In this way, and this way alone, can the Festival 1) fulfill its obligation — its mandate and raison d'être — to present as inalterable benchmarks model stagings of the works as Wagner himself envisioned them originally using the very latest and very best technical means available to realize that vision on the stage, and 2) establish its (the Festival's) relevance (you should pardon the term) to the present and for the future by presenting re-imagined Konzept stagings of the works that give voice to and realize on stage the most imaginative current-day interpretations and understandings of the manifold timeless and universal layers of meaning contained within each of these deathless works of art.
Is such a program for the Bayreuther Festspiele an opium-laced, Wagnerian pipe dream? Or is it just flat-out loony.
Not a bit of it. It's entirely practical if initially (underline, initially) a bit expensive, and requires only the will and money to do it.

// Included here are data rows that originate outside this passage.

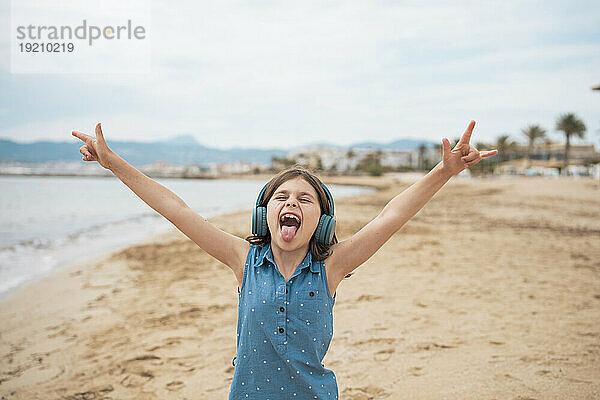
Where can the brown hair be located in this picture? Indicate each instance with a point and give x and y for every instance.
(318, 251)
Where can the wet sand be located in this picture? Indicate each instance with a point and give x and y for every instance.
(492, 291)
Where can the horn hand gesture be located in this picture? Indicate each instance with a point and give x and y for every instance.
(463, 155)
(95, 148)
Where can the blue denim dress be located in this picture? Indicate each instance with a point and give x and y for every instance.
(283, 331)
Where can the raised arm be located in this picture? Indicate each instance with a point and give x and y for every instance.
(225, 247)
(348, 254)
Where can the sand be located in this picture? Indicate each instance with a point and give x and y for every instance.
(492, 291)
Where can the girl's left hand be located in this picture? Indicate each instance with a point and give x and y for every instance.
(463, 155)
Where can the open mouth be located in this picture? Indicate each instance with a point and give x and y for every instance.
(289, 225)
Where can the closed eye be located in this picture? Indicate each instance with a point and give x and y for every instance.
(282, 198)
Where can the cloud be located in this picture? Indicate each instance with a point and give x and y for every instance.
(261, 73)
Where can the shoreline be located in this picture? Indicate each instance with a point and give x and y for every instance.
(173, 232)
(512, 314)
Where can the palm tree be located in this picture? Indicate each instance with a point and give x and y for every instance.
(504, 145)
(569, 124)
(422, 149)
(533, 133)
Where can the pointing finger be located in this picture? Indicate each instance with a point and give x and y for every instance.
(81, 136)
(467, 135)
(470, 157)
(99, 134)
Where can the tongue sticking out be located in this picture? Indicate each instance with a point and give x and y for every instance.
(288, 232)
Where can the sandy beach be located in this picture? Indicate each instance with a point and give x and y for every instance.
(492, 291)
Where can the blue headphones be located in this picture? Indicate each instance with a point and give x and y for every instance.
(325, 229)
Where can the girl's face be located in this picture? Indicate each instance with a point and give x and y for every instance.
(298, 197)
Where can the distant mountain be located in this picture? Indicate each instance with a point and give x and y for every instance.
(180, 150)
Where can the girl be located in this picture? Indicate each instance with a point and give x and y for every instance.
(289, 269)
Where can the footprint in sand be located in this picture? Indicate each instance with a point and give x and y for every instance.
(416, 371)
(175, 385)
(364, 393)
(384, 355)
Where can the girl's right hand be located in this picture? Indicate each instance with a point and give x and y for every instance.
(95, 149)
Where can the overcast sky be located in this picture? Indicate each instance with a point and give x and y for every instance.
(274, 73)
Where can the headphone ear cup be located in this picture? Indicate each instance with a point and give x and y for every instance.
(259, 221)
(325, 229)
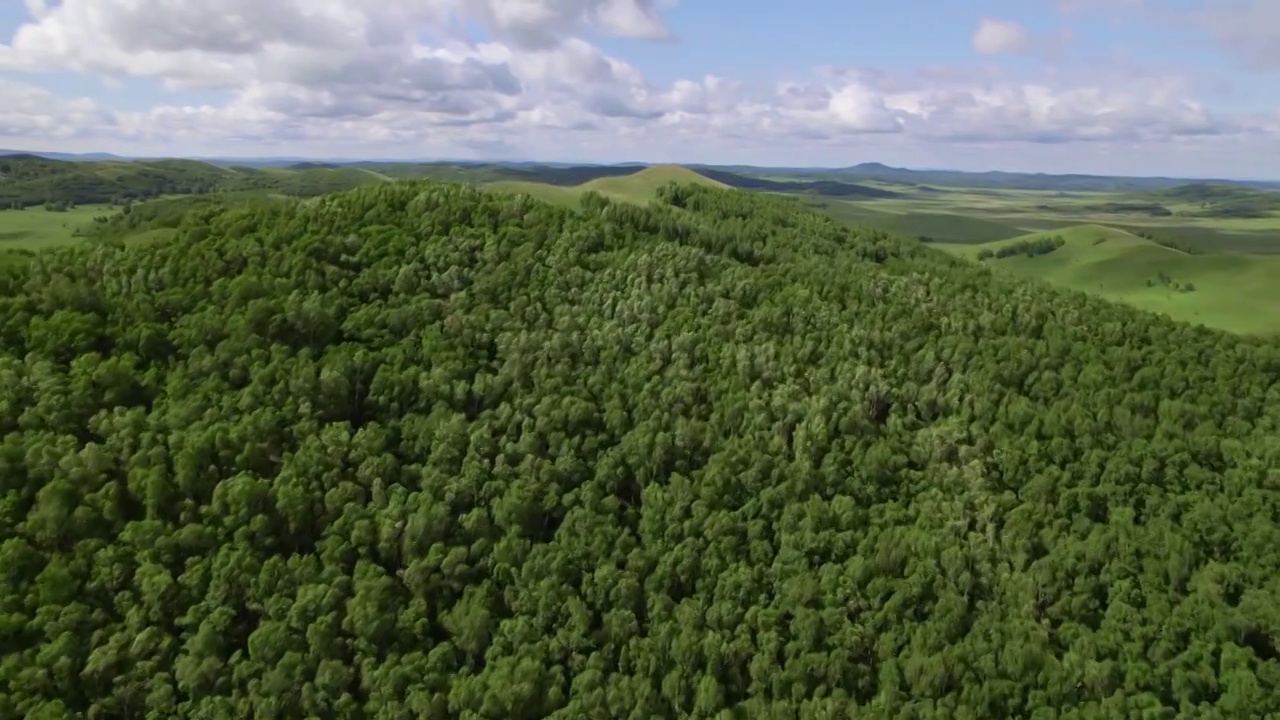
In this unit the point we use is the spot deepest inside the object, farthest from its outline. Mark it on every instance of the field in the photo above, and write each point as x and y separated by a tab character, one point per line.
1232	291
986	215
1232	232
35	228
636	187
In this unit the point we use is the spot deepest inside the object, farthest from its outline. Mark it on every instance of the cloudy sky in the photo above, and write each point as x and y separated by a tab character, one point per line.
1183	87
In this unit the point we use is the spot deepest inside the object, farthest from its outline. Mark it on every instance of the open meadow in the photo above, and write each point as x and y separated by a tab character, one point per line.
1233	291
36	228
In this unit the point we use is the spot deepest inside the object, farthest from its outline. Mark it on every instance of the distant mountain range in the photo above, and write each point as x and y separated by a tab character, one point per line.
880	172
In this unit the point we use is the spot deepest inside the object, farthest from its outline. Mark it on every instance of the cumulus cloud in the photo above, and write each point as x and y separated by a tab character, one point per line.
1006	37
33	112
405	74
1248	28
999	37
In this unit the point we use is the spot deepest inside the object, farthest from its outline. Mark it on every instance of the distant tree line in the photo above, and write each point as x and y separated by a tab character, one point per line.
1032	247
1170	244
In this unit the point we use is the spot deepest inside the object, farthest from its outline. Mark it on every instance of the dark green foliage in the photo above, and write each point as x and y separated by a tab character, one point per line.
421	451
1168	281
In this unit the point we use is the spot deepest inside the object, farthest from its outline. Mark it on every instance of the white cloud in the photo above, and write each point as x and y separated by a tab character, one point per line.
1248	28
33	112
1006	37
401	77
1000	37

Would such a program be a moneymaker? I'd bet, giving odds, it would, with the "traditional" cycle booked even more years in advance than the Konzept cycle. Would the institution of such a program initially raise outraged howls of protest from practically all quarters? But of course. This is the Bayreuther Festspiele, after all. But as enlightened a program for the Bayreuther Festspiele as I think such a program would be, I won't be awaiting with bated breath my call to service.
* This apparent done deal may very well be upset or mooted by the authority known as the Richard Wagner Stiftung Bayreuth the eight-member board of which by a 1973 agreement holds the ultimate power to name the Bayreuther Festspiele's Festspielleiter the selection of which, if no member of the Wagner family is considered suitable by the board, is to be made by a board-appointed three-person commission drawn from among the directors of Germany's leading opera houses. Hope springs eternal.
** The disastrous Peter Hall-Georg Solti 1983 Bayreuth Ring is an exception. But it was so badly thought out, mishandled, and mismanaged on every front that it were better had it never been attempted.